If anyone’s in the Chicagoland area next week, I’ll be presenting a draft of my upcoming article “Electric Burns: the banlieue riots and the problem of a post-social police in France” (see details below) so that all the smart people over at the University of Chicago’s Anthropology of Europe Workshop can comment on it and be otherwise helpful in its development.
Email me or Owen Kohl to get a draft of the article; it will be assumed you’ve read it beforehand.
Electric Burns: the banlieue riots and the problem of a post-social police in France
March 31st, 2009 Haskell 101 (U Chicago) 4:30 pm
In 2003, as head of the French national urban police force, Nicolas Sarkozy declared the programmatic bankruptcy of the socially-oriented style of policing known as the police de proximité. In its place he announced his intention to develop what he called a “culture of results”. Many observers have understood this denunciation to mark a dramatic shift in the quotidian practice of urban policing in France; from a policing strategy which recognized crime to be the result of particular social conditions to a criminal justice policy that eschews social considerations in favor of a harsh neoliberal market logic.
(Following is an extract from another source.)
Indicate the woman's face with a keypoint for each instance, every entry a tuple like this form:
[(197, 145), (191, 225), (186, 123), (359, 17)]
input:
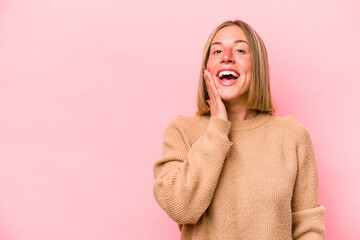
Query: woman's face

However, during almost three years of ethnographic research in a variety of administrative branches of the Direction Générale de la Police Nationale (DGPN) I found that, contrary to such epochal interpretations, neither form of policing was overly convincing to police practitioners. Rather, this paper will argue that such dualisms as Sarkozy’s are useful primarily in that they help frame a more general problem of police administration: what should be the goals and orientations for state violence once social justifications are no longer seen as comprehensively compelling? In other words, what would a post-social police look like? Finally, I hope to illustrate the import of this problematic through a reconsideration of the “banlieue riots” of 2005 and 2008.